Towards addressing the research objective, an explorative and qualitative study of the underlying issues was carried out. As a choice of analysis methodology, an iterative thematic analysis utilizing systematic combining and an extremely diverse set of both primary and secondary data was conducted. The data set consisted of Focus Group Discussions, observation data, secondary interviews and meetings, practitioner research reports and media data, originally produced between 2013 and 2020. The sources of data included experts amongst both practitioners and researchers from various relevant stakeholder groups: e.g. academics, CE company executives, regulators, legislators, financiers, NPOs and different kinds of interest groups were represented in the data.
As a result, a framework of the identified financial factors affecting both transitioning to and operating by CE principles and CE business’s attractiveness as investment was constructed. Also, a total of 44 propositions were derived on how each factor drives and/or inhibits the said subjects, indicating that there currently are more financial inhibitors than drivers to CE. The factors and the propositions were categorized into Sources of financing, Criteria for financing and Subjects of financing, of which the Criteria for financing contained the most driving and/or inhibiting factors.

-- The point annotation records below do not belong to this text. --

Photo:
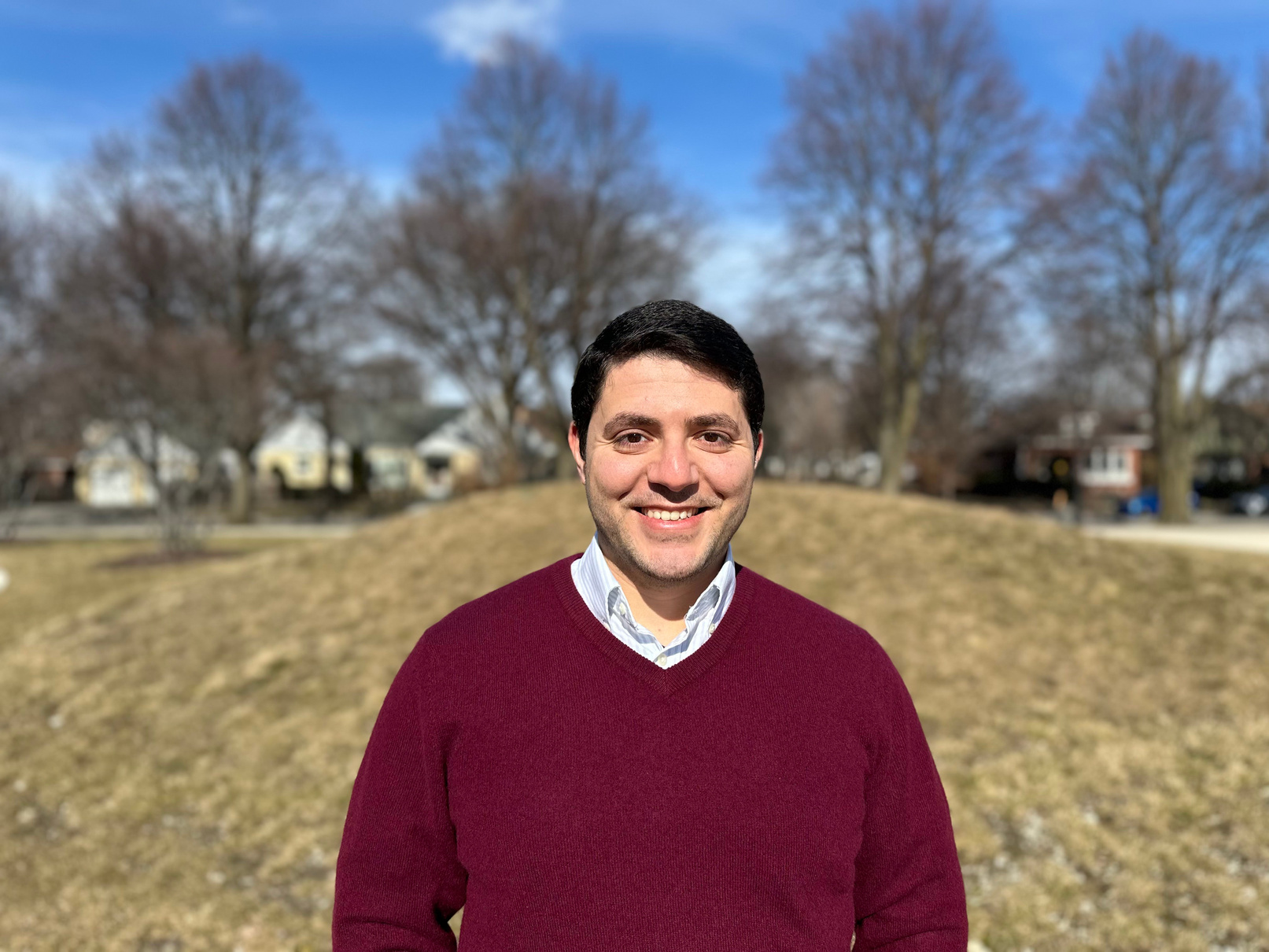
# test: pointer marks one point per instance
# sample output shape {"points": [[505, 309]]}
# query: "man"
{"points": [[649, 747]]}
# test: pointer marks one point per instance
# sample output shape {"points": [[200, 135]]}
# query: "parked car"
{"points": [[1146, 503], [1252, 503]]}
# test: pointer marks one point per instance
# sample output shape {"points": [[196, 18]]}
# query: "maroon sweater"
{"points": [[772, 791]]}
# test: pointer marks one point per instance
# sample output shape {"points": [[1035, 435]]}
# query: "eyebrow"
{"points": [[622, 420], [721, 422]]}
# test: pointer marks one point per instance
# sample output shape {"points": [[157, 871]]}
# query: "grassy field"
{"points": [[175, 765]]}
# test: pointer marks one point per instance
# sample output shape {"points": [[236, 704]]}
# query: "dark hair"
{"points": [[674, 329]]}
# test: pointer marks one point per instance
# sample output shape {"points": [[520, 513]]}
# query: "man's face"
{"points": [[669, 467]]}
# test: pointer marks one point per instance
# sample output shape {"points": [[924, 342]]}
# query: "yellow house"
{"points": [[292, 457], [109, 475]]}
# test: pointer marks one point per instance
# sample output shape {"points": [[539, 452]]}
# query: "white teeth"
{"points": [[669, 515]]}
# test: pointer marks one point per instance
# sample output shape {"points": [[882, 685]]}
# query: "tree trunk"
{"points": [[1173, 445], [242, 492], [898, 420]]}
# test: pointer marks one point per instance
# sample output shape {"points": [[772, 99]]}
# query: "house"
{"points": [[1101, 455], [463, 452], [109, 475], [383, 438], [293, 457]]}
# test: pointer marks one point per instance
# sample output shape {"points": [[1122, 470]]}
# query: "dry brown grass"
{"points": [[174, 768]]}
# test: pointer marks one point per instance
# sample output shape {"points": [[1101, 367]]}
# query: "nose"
{"points": [[672, 467]]}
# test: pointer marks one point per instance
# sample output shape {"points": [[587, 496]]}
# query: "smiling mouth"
{"points": [[660, 515]]}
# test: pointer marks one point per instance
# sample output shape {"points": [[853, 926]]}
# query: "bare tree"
{"points": [[124, 314], [18, 368], [909, 150], [238, 159], [962, 384], [1159, 235], [534, 216]]}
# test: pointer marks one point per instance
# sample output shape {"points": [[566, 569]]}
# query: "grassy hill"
{"points": [[175, 765]]}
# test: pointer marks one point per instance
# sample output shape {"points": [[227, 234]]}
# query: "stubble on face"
{"points": [[619, 546], [692, 449]]}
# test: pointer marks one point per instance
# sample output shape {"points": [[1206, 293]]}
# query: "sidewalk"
{"points": [[142, 531], [1231, 536]]}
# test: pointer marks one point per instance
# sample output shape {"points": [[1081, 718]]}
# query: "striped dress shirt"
{"points": [[603, 596]]}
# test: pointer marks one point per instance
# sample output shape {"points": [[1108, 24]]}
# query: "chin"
{"points": [[672, 563]]}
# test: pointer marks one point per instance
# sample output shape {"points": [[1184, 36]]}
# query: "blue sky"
{"points": [[380, 72]]}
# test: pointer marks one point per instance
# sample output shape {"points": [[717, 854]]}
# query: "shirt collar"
{"points": [[606, 600]]}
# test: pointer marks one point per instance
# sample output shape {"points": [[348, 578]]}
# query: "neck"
{"points": [[658, 604]]}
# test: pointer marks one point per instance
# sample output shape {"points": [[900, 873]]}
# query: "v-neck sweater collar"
{"points": [[666, 681]]}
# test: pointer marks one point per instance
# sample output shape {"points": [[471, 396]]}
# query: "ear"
{"points": [[575, 446]]}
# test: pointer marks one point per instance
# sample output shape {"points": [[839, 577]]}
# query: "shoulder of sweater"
{"points": [[820, 630], [495, 612]]}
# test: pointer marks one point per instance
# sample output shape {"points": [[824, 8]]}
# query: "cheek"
{"points": [[614, 474], [728, 474]]}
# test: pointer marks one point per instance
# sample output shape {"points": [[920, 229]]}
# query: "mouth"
{"points": [[675, 517]]}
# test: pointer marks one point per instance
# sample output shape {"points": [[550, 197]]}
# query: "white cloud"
{"points": [[242, 14], [732, 273], [471, 29]]}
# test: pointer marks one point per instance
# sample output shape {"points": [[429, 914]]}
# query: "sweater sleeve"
{"points": [[397, 880], [909, 891]]}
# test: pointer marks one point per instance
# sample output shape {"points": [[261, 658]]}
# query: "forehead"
{"points": [[652, 382]]}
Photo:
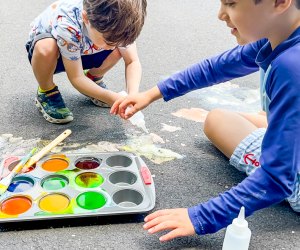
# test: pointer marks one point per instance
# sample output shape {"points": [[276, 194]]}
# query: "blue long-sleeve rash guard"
{"points": [[280, 159]]}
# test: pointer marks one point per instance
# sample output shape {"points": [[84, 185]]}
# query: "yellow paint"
{"points": [[54, 203], [55, 164]]}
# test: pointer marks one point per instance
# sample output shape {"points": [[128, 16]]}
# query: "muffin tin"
{"points": [[78, 185]]}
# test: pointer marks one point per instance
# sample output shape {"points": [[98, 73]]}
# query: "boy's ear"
{"points": [[282, 5], [84, 17]]}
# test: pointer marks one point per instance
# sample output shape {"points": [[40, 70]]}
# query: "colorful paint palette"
{"points": [[78, 185]]}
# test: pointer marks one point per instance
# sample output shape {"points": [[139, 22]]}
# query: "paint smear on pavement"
{"points": [[193, 114], [143, 145], [169, 128], [228, 96]]}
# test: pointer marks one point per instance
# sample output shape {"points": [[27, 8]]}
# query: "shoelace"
{"points": [[55, 99]]}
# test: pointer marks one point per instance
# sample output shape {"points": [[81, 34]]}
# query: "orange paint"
{"points": [[16, 205], [55, 164], [54, 202]]}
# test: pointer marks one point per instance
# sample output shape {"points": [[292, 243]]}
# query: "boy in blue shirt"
{"points": [[265, 146], [78, 35]]}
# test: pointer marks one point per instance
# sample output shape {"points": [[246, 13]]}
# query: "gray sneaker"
{"points": [[53, 107]]}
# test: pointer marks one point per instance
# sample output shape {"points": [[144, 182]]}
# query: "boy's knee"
{"points": [[46, 49], [213, 119]]}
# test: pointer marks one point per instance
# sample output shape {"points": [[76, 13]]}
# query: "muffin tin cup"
{"points": [[93, 184]]}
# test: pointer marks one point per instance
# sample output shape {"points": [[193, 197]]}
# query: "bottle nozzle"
{"points": [[241, 216]]}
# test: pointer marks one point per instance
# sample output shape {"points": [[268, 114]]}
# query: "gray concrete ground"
{"points": [[177, 33]]}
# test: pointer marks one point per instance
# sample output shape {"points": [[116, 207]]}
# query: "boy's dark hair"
{"points": [[120, 21], [297, 3]]}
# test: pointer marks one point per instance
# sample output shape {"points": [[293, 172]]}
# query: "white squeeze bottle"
{"points": [[237, 236], [138, 118]]}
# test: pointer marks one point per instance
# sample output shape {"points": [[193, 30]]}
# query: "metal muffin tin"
{"points": [[121, 180]]}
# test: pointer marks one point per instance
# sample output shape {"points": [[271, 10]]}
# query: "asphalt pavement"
{"points": [[177, 33]]}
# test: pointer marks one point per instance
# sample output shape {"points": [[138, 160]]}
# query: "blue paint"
{"points": [[19, 186]]}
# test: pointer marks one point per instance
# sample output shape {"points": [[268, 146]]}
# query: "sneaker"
{"points": [[99, 81], [52, 106]]}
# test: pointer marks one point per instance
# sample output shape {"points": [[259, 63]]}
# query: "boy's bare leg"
{"points": [[259, 120], [226, 129], [108, 63], [44, 61]]}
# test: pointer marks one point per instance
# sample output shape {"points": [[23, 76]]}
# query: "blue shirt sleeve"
{"points": [[280, 159]]}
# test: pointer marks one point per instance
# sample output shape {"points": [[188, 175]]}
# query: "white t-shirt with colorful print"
{"points": [[63, 21]]}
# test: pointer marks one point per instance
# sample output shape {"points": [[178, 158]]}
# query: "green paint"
{"points": [[89, 180], [54, 183], [71, 175], [91, 200]]}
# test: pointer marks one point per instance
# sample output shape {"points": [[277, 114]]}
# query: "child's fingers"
{"points": [[156, 214], [115, 107], [156, 221], [177, 232], [163, 224]]}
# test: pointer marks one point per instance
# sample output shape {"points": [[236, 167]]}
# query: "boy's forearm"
{"points": [[133, 75], [153, 94], [87, 87]]}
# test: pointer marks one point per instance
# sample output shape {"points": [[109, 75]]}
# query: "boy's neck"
{"points": [[284, 27]]}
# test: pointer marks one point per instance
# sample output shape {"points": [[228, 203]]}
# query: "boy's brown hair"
{"points": [[120, 21], [297, 3]]}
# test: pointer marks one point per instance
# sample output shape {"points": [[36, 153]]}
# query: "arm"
{"points": [[133, 68], [234, 63], [86, 86], [271, 183]]}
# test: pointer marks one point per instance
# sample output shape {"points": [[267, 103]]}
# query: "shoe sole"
{"points": [[48, 117]]}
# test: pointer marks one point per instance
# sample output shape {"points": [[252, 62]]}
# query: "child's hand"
{"points": [[129, 105], [176, 220]]}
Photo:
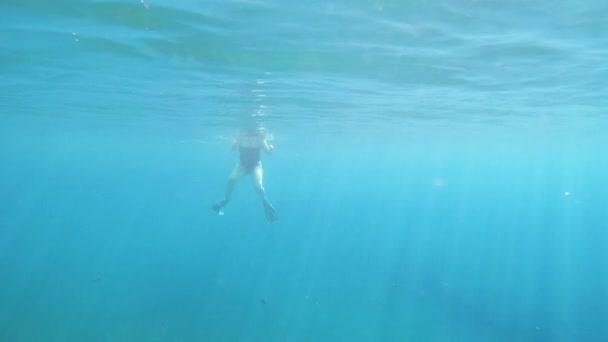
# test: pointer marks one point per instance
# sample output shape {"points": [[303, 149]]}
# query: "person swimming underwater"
{"points": [[249, 143]]}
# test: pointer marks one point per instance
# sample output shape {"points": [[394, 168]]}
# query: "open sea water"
{"points": [[440, 170]]}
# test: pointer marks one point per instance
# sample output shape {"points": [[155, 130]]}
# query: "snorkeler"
{"points": [[249, 143]]}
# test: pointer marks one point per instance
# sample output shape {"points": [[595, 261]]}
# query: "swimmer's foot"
{"points": [[271, 215], [218, 206]]}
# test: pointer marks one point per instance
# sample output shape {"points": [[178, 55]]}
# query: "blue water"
{"points": [[439, 172]]}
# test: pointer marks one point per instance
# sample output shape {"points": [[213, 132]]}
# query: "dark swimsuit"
{"points": [[250, 158]]}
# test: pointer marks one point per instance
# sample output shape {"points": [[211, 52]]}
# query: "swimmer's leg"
{"points": [[237, 172], [258, 183]]}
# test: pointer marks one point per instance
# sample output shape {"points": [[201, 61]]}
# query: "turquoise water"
{"points": [[439, 173]]}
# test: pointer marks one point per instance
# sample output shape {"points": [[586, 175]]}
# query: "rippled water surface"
{"points": [[439, 170]]}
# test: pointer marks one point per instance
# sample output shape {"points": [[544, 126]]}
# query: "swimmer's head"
{"points": [[253, 132]]}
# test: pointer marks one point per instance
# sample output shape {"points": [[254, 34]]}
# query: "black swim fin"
{"points": [[271, 215]]}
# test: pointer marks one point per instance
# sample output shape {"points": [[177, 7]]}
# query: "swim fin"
{"points": [[271, 215]]}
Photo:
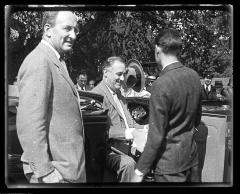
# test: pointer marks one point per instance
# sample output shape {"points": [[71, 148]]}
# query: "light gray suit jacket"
{"points": [[49, 122], [116, 122]]}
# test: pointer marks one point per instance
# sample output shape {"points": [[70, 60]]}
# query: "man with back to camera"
{"points": [[49, 121], [91, 84], [175, 111], [120, 122]]}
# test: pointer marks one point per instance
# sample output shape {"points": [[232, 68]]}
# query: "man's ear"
{"points": [[105, 73], [158, 49], [48, 30]]}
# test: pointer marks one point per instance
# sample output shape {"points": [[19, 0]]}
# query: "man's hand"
{"points": [[136, 178], [53, 177], [128, 133]]}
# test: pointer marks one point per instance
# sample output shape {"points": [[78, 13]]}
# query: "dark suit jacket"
{"points": [[175, 109], [49, 122], [211, 95]]}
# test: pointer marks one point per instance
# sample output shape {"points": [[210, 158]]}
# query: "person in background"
{"points": [[49, 120], [150, 79], [208, 91], [120, 123], [227, 92], [82, 81], [15, 81], [91, 84], [175, 112]]}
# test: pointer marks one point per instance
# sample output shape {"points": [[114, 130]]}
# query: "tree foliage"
{"points": [[130, 33]]}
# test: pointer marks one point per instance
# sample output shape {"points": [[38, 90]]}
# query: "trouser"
{"points": [[190, 175], [122, 165]]}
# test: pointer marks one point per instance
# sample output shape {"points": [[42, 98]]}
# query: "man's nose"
{"points": [[122, 77], [72, 34]]}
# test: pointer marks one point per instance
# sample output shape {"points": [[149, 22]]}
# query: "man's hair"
{"points": [[49, 17], [170, 41], [82, 72], [109, 62]]}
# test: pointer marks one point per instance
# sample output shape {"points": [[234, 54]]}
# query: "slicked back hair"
{"points": [[109, 62], [170, 41], [49, 17]]}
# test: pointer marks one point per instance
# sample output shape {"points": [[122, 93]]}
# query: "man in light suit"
{"points": [[120, 122], [175, 112], [208, 91], [49, 121]]}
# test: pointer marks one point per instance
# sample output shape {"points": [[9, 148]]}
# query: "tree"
{"points": [[130, 33]]}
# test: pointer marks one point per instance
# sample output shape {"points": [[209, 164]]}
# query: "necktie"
{"points": [[116, 99], [80, 113], [128, 131], [64, 65]]}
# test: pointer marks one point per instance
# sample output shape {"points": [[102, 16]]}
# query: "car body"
{"points": [[214, 113]]}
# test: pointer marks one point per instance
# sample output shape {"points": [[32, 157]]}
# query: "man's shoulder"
{"points": [[36, 54], [98, 88]]}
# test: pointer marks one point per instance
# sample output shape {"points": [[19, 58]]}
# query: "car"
{"points": [[214, 139]]}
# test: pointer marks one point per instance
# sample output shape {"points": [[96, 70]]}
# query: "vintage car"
{"points": [[214, 139]]}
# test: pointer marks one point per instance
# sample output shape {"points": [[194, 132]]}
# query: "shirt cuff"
{"points": [[138, 172]]}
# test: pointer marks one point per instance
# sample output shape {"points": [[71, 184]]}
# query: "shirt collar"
{"points": [[51, 47], [170, 64]]}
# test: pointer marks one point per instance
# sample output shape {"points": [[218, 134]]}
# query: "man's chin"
{"points": [[67, 49]]}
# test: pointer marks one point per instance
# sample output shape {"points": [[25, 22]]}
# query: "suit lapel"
{"points": [[56, 61], [110, 98]]}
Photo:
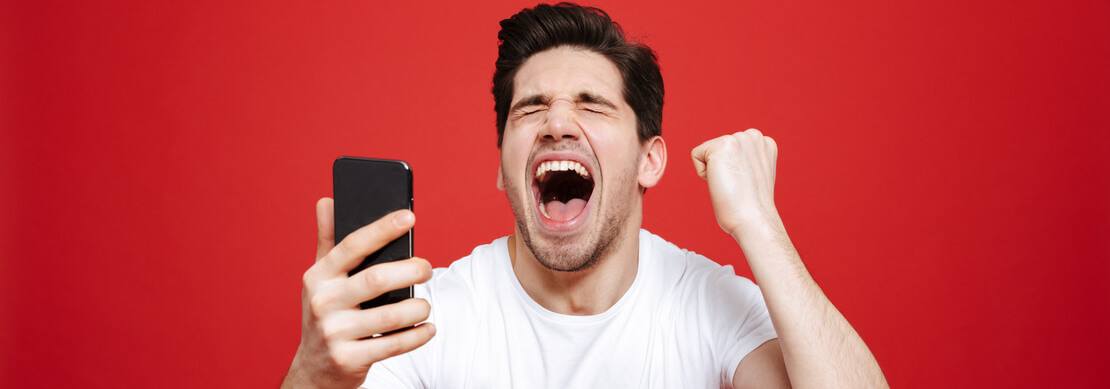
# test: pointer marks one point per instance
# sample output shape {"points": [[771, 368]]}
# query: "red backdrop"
{"points": [[945, 170]]}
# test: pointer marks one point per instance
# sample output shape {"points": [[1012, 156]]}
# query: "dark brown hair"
{"points": [[544, 27]]}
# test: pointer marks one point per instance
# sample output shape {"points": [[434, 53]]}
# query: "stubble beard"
{"points": [[569, 256]]}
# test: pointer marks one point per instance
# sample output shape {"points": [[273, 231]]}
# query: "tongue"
{"points": [[564, 211]]}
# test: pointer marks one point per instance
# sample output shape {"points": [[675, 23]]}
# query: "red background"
{"points": [[944, 170]]}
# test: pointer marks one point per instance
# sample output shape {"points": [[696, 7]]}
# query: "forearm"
{"points": [[819, 347]]}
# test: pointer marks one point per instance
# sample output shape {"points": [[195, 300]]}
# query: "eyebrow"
{"points": [[543, 100]]}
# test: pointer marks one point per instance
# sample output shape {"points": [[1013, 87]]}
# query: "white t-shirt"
{"points": [[684, 322]]}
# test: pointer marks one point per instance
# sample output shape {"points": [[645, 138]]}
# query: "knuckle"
{"points": [[392, 346], [330, 329], [319, 303], [374, 278], [340, 359], [386, 318]]}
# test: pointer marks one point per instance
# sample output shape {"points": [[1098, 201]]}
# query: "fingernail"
{"points": [[403, 219]]}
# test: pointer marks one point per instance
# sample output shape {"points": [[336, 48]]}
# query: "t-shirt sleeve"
{"points": [[739, 321], [399, 371]]}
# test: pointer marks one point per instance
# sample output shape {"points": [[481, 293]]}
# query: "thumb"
{"points": [[325, 227], [700, 157]]}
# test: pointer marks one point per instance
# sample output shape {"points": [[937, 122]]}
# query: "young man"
{"points": [[579, 296]]}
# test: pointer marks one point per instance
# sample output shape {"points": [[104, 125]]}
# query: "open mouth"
{"points": [[563, 189]]}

The study provides also pragmatic guidance on what practitioners can do to contribute to CE becoming a better-established paradigm of operation. To address regulators and legislators, the role of the public sector in making the playing field level for CE businesses using financial incentives, public funding organizations, procurement, legislation, and taxation is highlighted. For company executives operating by or planning to operate by CE principles, the results imply that they should pay significant attention to the profitability and financial viability of their Circular Business Models and to recognizing and mitigating the risks typical to CE business, such as market, technology, cash flow, supply chain, regulatory and end-client credit risk. For financiers, it is implied that the currently used financial risk and value assessment models used are in the need of renewing due to their unfitness for assessing CE business and that CE contains a potential business opportunity to be exploited. For the agenda of future research, it is recommended that the specifics behind the prevailing financial models’ unfitness to CE, the means to distribute investments, other resources and risks fairly within Circular supply chains and the relationship between Socially Responsible Investing and CE are investigated further.